U.S. stocks lost some ground Wednesday when the Fed announced it was cutting back on its bond-buying program and would no longer use a 6.5% unemployment rate threshold as a determinant for raising interest rates. Then the market dropped even more during Yellen's press conference when, in answer to a question, she indicated that the Fed could start raising short-term rates about six months after the Fed ends its stimulus program.
Related: Fed admits it has 'some work to do': Nariman Behravesh
The Dow fell as much as 1.3% after Yellen's "six months" comment but recovered almost half those losses before the trading day ended.
Cardiff Garcia, U.S. editor of FT Alphaville, tells The Daily Ticker in the video above that the market overreacted to Yellen's six-months comment.
"People are reading a little bit too much into it," he says. "Right after she made the six-month comment she tried to essentially layer it on with caveats...and if you put it into context with everything else she said it was clear she was trying to communicate a very dovish signal."
Related: Fed hawks are "out of sync with the data": Jared Bernstein
Those caveats included the state of the labor market--how close it is to full employment and whether wage growth will pick up from a sluggish pace--and inflation.
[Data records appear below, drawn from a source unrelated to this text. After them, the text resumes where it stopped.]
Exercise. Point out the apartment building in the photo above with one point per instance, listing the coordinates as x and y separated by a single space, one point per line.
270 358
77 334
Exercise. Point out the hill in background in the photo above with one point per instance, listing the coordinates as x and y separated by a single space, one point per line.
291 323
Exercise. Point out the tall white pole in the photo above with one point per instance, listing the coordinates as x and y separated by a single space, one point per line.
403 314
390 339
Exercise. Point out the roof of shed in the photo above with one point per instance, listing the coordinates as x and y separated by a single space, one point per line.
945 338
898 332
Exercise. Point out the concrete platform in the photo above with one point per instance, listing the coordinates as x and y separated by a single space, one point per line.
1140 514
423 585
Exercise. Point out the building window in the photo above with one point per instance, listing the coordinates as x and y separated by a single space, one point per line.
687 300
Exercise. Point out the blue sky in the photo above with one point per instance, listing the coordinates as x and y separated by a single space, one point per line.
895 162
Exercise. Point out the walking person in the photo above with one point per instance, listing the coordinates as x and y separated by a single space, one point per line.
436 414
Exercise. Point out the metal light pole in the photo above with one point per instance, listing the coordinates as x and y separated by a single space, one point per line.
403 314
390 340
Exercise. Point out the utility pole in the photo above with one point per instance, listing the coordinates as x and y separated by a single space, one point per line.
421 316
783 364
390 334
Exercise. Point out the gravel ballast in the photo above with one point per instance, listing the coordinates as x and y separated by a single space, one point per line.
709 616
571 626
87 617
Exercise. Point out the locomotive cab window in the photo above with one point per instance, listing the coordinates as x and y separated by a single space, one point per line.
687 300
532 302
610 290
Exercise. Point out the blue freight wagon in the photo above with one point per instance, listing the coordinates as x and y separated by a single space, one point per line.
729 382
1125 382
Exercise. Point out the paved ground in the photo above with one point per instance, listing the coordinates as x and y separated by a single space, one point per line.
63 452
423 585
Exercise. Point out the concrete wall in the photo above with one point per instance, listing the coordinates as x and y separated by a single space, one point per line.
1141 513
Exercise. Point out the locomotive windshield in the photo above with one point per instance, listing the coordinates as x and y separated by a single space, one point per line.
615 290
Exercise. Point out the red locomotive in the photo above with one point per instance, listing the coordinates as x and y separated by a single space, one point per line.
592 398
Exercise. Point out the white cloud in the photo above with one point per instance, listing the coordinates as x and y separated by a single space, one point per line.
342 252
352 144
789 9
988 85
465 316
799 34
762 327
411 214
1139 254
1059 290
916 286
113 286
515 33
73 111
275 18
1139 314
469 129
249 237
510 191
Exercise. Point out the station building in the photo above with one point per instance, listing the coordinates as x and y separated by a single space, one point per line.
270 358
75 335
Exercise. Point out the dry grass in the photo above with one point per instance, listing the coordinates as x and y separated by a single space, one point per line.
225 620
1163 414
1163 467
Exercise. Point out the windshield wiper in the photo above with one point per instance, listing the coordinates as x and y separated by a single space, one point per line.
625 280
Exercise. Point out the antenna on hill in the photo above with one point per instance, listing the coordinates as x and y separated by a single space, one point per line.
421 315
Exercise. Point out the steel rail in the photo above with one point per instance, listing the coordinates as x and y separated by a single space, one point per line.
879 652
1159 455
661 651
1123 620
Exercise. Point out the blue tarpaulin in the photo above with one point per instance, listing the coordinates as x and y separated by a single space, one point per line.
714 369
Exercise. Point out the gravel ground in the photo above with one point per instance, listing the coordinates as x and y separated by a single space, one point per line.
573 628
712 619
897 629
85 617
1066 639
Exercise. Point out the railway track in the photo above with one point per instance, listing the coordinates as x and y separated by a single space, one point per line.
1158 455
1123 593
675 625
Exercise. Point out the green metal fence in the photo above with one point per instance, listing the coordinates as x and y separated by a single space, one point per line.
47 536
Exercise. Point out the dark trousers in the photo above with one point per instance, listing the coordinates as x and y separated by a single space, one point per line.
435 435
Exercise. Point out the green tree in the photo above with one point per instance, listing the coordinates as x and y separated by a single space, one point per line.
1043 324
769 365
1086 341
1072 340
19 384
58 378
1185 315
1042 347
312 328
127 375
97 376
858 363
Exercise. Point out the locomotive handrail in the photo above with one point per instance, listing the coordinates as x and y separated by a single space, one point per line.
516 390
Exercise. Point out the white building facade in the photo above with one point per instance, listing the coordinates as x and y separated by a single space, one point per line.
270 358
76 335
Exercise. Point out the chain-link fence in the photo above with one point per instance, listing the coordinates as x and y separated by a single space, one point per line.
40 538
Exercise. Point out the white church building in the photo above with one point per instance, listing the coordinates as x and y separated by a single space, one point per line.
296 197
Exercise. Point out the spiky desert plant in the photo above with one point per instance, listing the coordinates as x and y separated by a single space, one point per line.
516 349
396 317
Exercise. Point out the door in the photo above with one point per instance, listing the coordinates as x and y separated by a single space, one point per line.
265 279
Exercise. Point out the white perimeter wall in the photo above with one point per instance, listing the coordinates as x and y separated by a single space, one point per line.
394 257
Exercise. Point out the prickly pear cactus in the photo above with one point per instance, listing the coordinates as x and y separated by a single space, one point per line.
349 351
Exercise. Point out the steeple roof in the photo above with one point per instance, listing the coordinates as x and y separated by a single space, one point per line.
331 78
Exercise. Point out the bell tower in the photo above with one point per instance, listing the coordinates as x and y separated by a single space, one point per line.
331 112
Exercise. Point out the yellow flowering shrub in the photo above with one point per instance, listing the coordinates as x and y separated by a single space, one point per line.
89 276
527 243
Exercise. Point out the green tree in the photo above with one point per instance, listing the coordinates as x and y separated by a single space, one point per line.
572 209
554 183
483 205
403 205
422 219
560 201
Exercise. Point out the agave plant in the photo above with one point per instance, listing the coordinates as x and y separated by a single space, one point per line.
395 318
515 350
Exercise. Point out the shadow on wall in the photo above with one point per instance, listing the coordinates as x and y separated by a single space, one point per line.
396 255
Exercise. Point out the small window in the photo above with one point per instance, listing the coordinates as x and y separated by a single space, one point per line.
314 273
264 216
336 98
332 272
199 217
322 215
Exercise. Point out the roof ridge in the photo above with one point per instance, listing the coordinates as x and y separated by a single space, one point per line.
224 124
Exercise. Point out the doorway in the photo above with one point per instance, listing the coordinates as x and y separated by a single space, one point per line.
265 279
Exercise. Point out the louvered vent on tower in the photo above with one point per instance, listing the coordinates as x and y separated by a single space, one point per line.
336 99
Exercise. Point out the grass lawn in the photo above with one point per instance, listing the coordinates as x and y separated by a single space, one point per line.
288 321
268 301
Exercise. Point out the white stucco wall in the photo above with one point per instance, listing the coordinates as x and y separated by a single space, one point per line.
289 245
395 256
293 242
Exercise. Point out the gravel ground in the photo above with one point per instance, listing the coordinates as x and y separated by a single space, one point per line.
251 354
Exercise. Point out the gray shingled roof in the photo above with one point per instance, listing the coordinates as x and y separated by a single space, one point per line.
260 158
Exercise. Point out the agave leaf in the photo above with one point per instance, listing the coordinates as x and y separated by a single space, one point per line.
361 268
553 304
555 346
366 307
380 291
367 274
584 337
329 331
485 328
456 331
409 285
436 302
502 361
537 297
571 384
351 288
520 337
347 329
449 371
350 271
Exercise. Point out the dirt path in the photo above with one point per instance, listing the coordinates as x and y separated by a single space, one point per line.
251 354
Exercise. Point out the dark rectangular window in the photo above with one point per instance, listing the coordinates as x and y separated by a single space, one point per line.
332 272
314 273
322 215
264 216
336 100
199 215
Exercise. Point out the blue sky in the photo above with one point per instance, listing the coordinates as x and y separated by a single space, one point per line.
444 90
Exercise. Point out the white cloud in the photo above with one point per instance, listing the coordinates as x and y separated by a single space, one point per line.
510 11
"If we have a substantial shortfall in inflation...persistently running below our 2% object that is a very good reason to hold the funds rate at its present range for longer," Yellen said.
So what can we expect from the Fed in the future?
"Overall it's really tough to say what's going to happen now," says Garcia. "It may be even a little bit harder to read into exactly what the Fed is thinking unless [Yellen] makes it very clear during these press conferences."